Retinoblastoma (RB) is the most frequent ocular malignancy in children with majority of the cases diagnosed under 2 years of age. The cure rate of RB is 95% if diagnosed early and the disease is contained within the eye. However, these promising results are limited to the developed world. In their clinical study, Gupta and colleagues highlight the factors responsible for the poor prognosis of RB in developing countries and report the outcome of RB patients treated with neo‐adjuvant chemotherapy at a tertiary‐care hospital in India.

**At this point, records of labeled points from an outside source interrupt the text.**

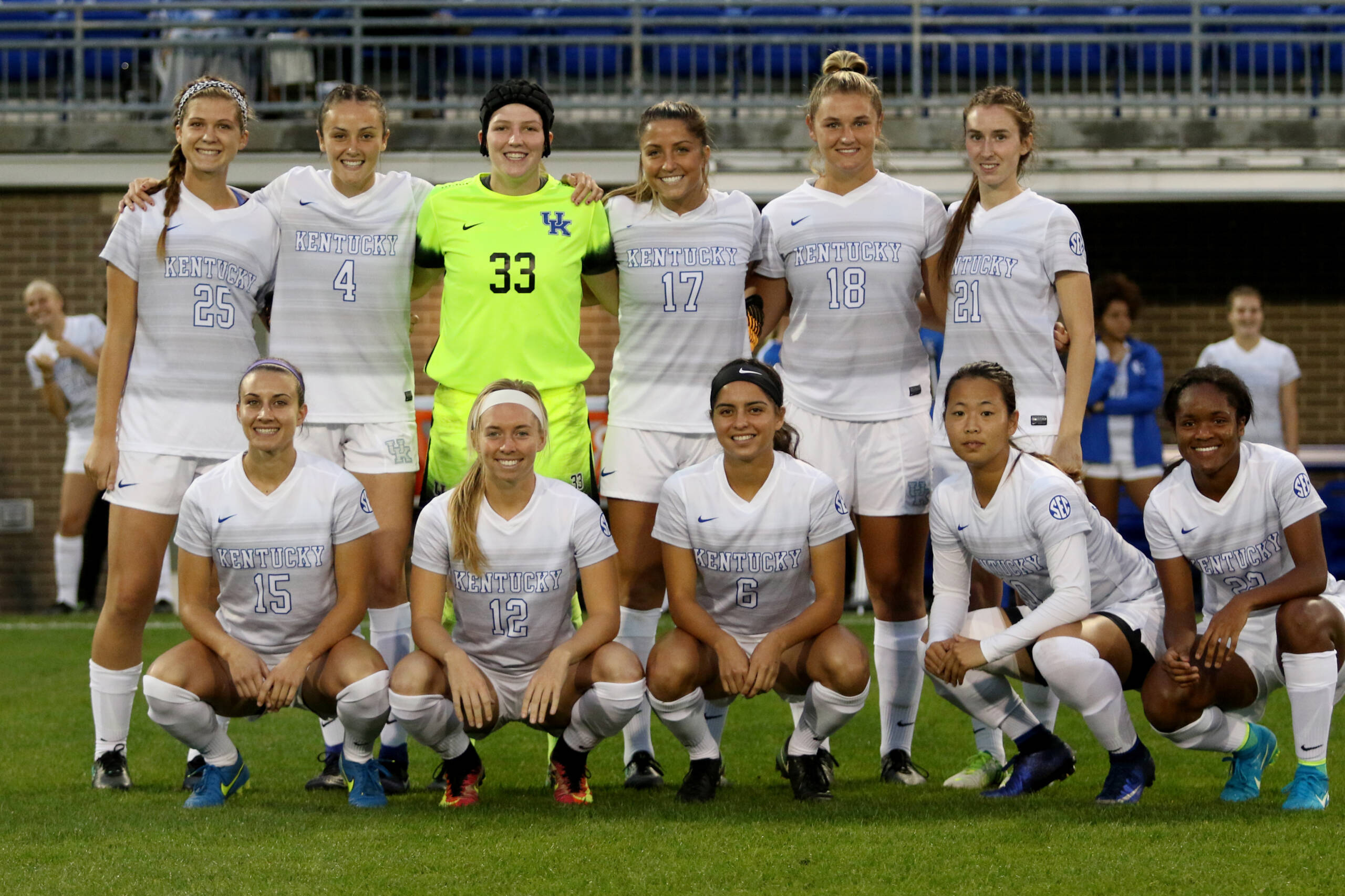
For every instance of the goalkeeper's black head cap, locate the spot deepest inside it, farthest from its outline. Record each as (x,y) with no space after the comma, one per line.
(518,90)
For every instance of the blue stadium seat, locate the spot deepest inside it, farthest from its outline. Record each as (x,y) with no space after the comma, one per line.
(791,59)
(690,58)
(580,59)
(883,58)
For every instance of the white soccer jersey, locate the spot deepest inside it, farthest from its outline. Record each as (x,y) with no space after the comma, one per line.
(1265,369)
(1236,543)
(682,315)
(194,334)
(273,552)
(1034,507)
(752,556)
(852,350)
(1002,303)
(344,279)
(78,385)
(514,614)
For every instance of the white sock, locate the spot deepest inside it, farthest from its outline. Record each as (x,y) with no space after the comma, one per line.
(112,693)
(362,708)
(190,720)
(992,700)
(602,712)
(390,634)
(432,720)
(1310,684)
(639,630)
(685,717)
(899,662)
(1089,685)
(1215,731)
(825,712)
(68,552)
(1043,703)
(717,713)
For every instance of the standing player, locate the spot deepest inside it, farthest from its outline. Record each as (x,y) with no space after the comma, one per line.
(753,550)
(1093,610)
(853,249)
(183,283)
(1246,516)
(1269,369)
(684,252)
(1012,265)
(509,547)
(288,536)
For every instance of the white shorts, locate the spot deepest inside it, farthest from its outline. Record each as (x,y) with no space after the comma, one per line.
(882,467)
(1259,646)
(77,446)
(638,462)
(945,462)
(368,449)
(155,482)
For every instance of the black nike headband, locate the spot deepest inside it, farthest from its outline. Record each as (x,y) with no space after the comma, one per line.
(752,372)
(518,90)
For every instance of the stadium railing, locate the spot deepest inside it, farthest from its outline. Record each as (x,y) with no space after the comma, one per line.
(81,58)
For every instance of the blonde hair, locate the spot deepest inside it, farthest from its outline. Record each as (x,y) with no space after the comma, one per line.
(466,501)
(844,72)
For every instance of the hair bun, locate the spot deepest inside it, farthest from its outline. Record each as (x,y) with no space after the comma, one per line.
(845,61)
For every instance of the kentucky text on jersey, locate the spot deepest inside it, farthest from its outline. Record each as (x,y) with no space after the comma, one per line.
(208,268)
(824,253)
(342,244)
(301,557)
(1240,559)
(985,265)
(690,257)
(748,560)
(527,583)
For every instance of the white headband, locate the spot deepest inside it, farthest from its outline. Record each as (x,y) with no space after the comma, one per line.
(509,397)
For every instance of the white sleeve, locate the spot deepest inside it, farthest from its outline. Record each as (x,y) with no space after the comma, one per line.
(1158,533)
(353,516)
(1063,248)
(194,525)
(951,578)
(829,517)
(432,544)
(591,537)
(1071,599)
(123,248)
(670,521)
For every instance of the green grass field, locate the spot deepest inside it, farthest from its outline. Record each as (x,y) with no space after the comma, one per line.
(58,836)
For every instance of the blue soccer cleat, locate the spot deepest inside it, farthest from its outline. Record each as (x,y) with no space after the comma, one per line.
(1029,773)
(1248,763)
(1309,789)
(1130,774)
(366,790)
(219,784)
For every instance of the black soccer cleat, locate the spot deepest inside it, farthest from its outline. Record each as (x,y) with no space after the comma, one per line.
(643,772)
(330,778)
(701,782)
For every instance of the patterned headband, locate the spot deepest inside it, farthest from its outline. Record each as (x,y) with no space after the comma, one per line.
(201,85)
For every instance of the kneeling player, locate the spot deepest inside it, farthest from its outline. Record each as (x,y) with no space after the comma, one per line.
(753,550)
(288,535)
(1093,610)
(510,545)
(1246,514)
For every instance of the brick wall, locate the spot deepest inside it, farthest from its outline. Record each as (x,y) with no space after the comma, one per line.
(58,236)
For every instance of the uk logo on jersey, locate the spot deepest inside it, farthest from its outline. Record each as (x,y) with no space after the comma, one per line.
(557,222)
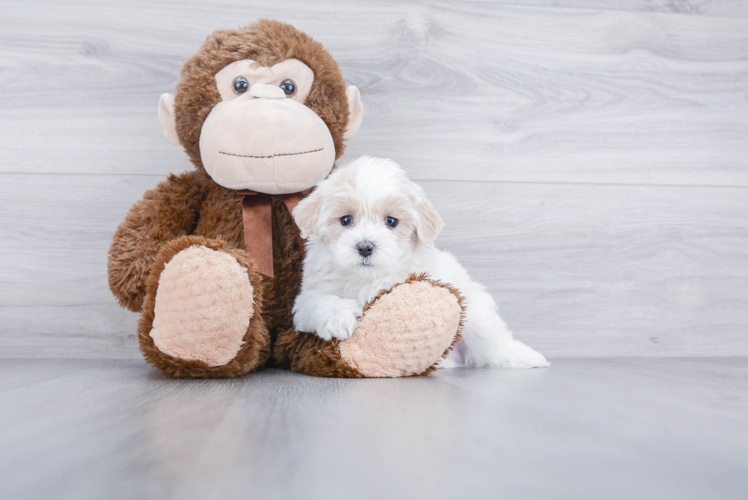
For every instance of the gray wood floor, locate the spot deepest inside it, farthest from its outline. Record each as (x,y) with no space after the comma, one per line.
(614,428)
(589,156)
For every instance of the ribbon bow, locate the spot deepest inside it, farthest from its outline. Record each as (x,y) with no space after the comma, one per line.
(257,215)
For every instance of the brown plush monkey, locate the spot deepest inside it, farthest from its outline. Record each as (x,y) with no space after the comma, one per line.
(212,259)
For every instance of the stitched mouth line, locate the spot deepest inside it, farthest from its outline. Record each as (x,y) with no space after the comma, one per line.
(272,156)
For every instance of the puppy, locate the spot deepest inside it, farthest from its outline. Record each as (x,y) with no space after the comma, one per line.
(368,228)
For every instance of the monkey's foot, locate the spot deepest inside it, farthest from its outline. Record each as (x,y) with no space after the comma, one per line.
(201,316)
(404,331)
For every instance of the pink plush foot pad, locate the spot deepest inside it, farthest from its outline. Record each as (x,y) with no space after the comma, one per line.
(405,331)
(203,307)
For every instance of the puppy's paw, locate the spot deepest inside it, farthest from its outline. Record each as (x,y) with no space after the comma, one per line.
(518,355)
(369,292)
(340,320)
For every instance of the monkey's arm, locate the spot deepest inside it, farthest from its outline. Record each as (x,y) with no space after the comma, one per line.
(165,213)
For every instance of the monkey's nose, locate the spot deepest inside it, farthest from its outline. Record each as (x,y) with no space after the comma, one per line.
(266,91)
(365,248)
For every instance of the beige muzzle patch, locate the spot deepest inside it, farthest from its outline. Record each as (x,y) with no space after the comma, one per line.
(268,145)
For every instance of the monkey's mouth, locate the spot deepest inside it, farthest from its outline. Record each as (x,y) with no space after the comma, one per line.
(272,156)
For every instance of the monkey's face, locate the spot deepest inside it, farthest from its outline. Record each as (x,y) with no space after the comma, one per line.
(273,129)
(261,136)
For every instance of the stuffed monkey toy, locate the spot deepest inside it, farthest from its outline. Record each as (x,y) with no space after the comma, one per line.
(211,258)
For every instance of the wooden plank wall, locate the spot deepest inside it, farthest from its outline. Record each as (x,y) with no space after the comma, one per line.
(590,157)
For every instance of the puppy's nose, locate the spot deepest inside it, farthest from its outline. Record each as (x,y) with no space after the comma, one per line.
(365,248)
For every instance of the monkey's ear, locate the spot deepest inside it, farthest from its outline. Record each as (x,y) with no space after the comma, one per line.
(166,115)
(430,223)
(307,214)
(356,109)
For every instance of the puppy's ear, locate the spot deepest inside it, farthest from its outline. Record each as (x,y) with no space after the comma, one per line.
(430,223)
(307,214)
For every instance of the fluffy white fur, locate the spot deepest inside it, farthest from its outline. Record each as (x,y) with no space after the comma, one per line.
(338,281)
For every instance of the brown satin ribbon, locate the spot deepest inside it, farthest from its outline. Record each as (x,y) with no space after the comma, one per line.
(257,215)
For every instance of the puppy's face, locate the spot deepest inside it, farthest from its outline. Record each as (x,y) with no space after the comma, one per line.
(370,216)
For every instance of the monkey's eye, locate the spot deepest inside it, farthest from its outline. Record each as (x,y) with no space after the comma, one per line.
(240,85)
(289,87)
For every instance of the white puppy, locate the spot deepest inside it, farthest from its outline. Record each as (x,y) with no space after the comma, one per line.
(368,228)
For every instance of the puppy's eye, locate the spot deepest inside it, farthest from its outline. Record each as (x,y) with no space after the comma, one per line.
(289,87)
(240,85)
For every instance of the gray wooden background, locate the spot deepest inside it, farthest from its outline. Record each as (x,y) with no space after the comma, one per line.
(590,157)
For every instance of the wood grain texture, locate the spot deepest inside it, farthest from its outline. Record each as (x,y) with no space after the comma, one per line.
(467,91)
(577,270)
(698,7)
(614,429)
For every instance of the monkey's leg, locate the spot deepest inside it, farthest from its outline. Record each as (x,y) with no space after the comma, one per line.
(202,315)
(405,331)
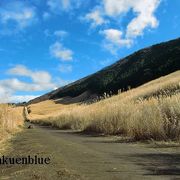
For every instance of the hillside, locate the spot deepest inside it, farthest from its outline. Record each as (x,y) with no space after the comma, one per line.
(134,70)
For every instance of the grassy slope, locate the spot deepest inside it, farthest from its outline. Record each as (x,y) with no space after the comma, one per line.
(134,70)
(149,111)
(11,118)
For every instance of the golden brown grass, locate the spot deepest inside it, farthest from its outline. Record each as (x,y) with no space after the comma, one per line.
(11,118)
(151,111)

Ewing sarcoma (ES) is a rare type of cancer originating in the bones or soft tissues that is more common in teenagers and adolescents; 90% of these tumors express a fusion protein called EWS‐FLI1 which is the primary oncogenic driver, yet its clinical use as a therapeutic target is challenging. In an original study, Tomino et al. show the potential of AURKA and BRD4 as candidates for combinatorial targeted therapy for ES.
Tumor‐derived cell lines continue to be important preclinical models for cancer research and are widely used for investigating the underlying mechanisms of tumor biology as well as for high‐throughput drug screenings. Accurate classification and authentication of cell lines is therefore a quintessential step for research integrity. In their original article, Stroup and colleagues discover that WT‐CLS1, originally described as a Wilms' tumor cell line, demonstrates the classic histological, mutational, and transcriptional hallmarks of rhabdoid tumor, including SMARCB1 loss which warrants its reclassification.
It is not difficult to understand that cancer affects much more than just the physical body. An interesting article, “Tell it as it is,” addresses the usually neglected thoughts and experiences of children battling the disease. In this cover article, Tsimicalis and colleagues describe how the use of Sisom, an interactive computerized communication tool, can enable children to effectively share their thoughts, fears, and needs with parents and provide clinically useful information to the doctors.
Advances in modern medicine has led to an increase in the number of adolescent cancer survivors. Understanding the psychological changes that accompany the physical growth in these survivors is now more important than ever to facilitate their rehabilitation and positive life experience. In a systematic review, Kosir and colleagues summarize prevalence rates and predictors of PTSD, anxiety, and depression in young cancer survivors and discuss areas for targeted interventions. In another article, Soejima et al. evaluate the impact of childhood cancer and late physical effects on employment and associated worries among the adult survivors of childhood cancer.
The financial burden of cancer treatment is of significant concern to the families and is often catastrophic. In low‐ and middle‐income countries, this may result in families abandoning their child's treatment. In the final article of this special issue, Mardakis et al. present a qualitative analysis of the direct, indirect, and psychosocial costs in children with cancer in India and provides avenues for health care professionals and institutions to develop interventions aimed at reducing the costs associated with cancer treatment.
We hope the issue will interest the readers and provide useful insights for improving the diagnosis, management, and rehabilitation of children and families affected by cancer.